Jarvis outlined the hostilities the agency faced in a book he wrote last year: Some restaurants and gas stations refused to serve NPS employees; a ranger station and NPS plane were both set on fire; and bumper stickers proclaimed that park rangers were “blood-sucking maggots.”

In addition, Jarvis said, Republicans in the state’s congressional delegation did not even want the basic rules of a national park to be enforced.

"We manage lands, we get involved in what people are doing, and this was new to Alaska," he said.

He said the situation in the state was also unique because ANILCA allowed Alaska Natives to use public land for their subsistence, continuing to fish and hunt.
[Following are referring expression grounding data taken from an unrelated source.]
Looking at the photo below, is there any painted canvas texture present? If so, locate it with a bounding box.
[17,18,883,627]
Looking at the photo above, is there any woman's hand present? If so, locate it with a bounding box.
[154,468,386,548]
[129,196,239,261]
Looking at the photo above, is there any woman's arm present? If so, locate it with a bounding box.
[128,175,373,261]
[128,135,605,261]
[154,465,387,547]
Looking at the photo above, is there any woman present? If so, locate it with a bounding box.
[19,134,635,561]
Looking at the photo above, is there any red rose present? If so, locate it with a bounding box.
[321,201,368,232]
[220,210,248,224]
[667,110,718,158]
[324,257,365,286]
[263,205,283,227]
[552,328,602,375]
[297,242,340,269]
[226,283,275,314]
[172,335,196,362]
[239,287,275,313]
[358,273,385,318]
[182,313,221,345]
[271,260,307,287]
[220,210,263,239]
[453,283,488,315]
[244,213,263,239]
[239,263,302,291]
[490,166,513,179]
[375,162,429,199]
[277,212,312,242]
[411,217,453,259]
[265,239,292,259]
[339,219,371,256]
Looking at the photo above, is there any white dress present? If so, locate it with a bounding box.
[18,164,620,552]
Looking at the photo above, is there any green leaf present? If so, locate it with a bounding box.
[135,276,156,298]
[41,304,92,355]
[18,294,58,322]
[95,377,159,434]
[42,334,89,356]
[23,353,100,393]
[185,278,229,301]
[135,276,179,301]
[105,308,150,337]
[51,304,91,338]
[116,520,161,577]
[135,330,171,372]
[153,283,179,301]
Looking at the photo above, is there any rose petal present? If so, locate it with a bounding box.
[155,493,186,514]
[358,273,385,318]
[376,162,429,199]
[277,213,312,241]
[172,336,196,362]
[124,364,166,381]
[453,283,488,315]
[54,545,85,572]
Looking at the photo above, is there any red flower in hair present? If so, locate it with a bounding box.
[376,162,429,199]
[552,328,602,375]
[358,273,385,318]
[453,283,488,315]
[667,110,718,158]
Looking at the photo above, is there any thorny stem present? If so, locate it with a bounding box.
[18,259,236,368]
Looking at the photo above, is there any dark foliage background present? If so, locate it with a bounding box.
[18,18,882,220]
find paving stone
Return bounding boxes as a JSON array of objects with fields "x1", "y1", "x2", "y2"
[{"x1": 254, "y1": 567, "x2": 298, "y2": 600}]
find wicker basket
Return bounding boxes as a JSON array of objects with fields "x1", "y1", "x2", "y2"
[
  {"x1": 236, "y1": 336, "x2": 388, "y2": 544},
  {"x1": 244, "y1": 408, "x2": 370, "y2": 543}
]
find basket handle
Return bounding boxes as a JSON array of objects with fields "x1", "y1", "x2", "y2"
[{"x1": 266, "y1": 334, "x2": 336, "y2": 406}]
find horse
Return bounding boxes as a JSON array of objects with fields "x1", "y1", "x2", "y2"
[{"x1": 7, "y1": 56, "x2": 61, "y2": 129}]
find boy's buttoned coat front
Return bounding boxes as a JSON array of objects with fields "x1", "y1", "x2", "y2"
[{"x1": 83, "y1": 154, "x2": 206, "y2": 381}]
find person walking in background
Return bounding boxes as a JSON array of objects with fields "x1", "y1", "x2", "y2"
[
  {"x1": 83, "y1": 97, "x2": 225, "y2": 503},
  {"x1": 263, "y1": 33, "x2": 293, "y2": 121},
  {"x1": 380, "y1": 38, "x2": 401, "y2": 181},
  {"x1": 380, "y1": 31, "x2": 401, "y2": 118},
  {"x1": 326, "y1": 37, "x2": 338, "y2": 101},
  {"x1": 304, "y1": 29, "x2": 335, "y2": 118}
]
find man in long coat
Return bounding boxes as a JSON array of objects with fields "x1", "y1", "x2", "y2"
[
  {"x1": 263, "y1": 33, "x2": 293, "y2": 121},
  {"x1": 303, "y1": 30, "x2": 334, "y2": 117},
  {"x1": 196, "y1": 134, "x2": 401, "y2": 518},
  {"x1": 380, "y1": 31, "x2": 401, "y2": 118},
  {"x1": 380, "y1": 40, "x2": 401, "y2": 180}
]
And while Native people were driven off the land to create Yellowstone and other national parks, Jarvis said the U.S. never had a similar tribal conflict with Alaska Natives.

When Jarvis made Carter an honorary park ranger in 2016, he said the former president embodied both “the spirit and principals” of the park service. His Georgia home, where Carter will now be buried, became a national historic site in 1987 and was renamed as a national historic park in 2021.

Carter, shown beaming in pictures when he accepted his award, called it an honor and said he was proud to have “been an integral part of the conservation movement.”

Nearing the end of his life, Carter didn't react to more recent developments about the Arctic National Wildlife Refuge, including Biden administration moves to restrict oil development there and a more recent plan to hold a oil lease sale in January to comply with a 2017 law approved by Congress.

But Carter has repeatedly venerated the remote coastal plain, which in 1995 he called “America’s Serengeti,” a place where polar bears, musk ox, wolves and caribou could roam freely.

In 2022 he told The New York Times that visiting the refuge had been “one of the most unforgettable and humbling experiences” of his long life.

“We had hoped to see a few caribou during our trip,” Carter said. “But to our amazement, we witnessed the migration of tens of thousands of caribou with their newborn calves.”